PONCE, Puerto Rico — Officials in Puerto Rico began the distribution operation Monday, Jan. 20 of the Hurricane Maria emergency supplies found in a warehouse Saturday, Jan. 18, according to a general with the Puerto Rican National Guard.
The supplies were found in a warehouse in the city of Ponce, on Puerto Rico’s southern coast. They included numerous pallets of water and other boxes with emergency supplies. The discovery took place as the U.S. territory struggles with tremors and aftershocks from a December earthquake.
The supplies were sent to the 18 municipalities included on the White House’s disaster declaration, Maj. Gen. José J. Reyes, the adjutant general of the Puerto Rico National Guard, told CNN Monday.
“Most of the water here and baby formula is outdated. There are cots, camping stoves, blue tarps,” Reyes said. “The expired items will be disposed of.”
While the supplies were reported to be from Hurricane Maria, Reyes could not confirm the purpose of the supplies, saying he did not want to speculate because there was no inventory for the items.
Puerto Rico will investigate mismanagement
Puerto Rico Gov. Wanda Vázquez fired three officials within 24 hours of the supplies being found.
Carlos Acevedo, the director of Puerto Rico’s Office of Emergency Management, was dismissed Saturday. Acevedo was replaced by Nino Correa, the governor said.

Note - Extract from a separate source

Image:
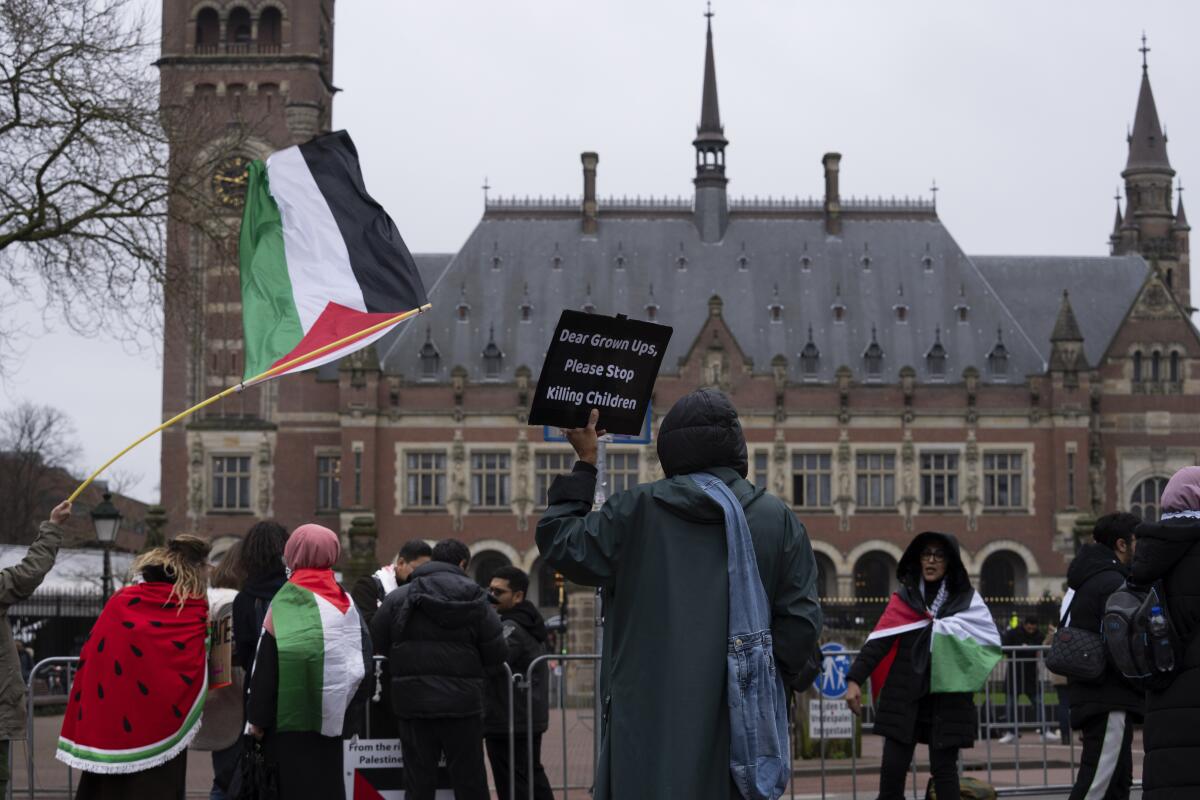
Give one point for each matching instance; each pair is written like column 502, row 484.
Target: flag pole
column 264, row 376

Sunday, Vázquez announced the dismissal of her secretary of family services, Glorimar Andújar, and secretary of housing, Fernando Gil-Enseñat.

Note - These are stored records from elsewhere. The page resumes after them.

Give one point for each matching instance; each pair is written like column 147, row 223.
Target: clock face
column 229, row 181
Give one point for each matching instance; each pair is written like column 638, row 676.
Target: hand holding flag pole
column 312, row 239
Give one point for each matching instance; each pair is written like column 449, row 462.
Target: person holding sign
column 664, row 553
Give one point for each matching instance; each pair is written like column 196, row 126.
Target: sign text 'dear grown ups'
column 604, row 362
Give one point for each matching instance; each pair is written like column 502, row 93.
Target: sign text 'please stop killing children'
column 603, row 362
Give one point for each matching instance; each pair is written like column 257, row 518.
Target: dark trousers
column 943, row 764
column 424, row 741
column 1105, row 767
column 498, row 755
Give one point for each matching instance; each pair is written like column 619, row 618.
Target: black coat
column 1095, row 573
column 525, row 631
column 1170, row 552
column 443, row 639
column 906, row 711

“The director of special investigations will conduct a thorough investigation with the help of the Department of Justice,” Reyes told CNN Monday.
Reyes also said he does not know whether the items in the warehouse were originally intended for the victims of Hurricane Maria and was unaware the items were in the warehouse because he retired in December 2017, months after Hurricane Maria ravaged the island.
“The Puerto Rico Management Agency shouldn’t have had warehouses to store items,” Reyes said.
December’s earthquake has left more than 8,000 people living in outdoor shelters in the cities of Yauco, Peñuelas, Guánica, Guayanilla, and Ponce. Some of those displaced are residents who are too afraid to return home for fear a wall or roof will collapse.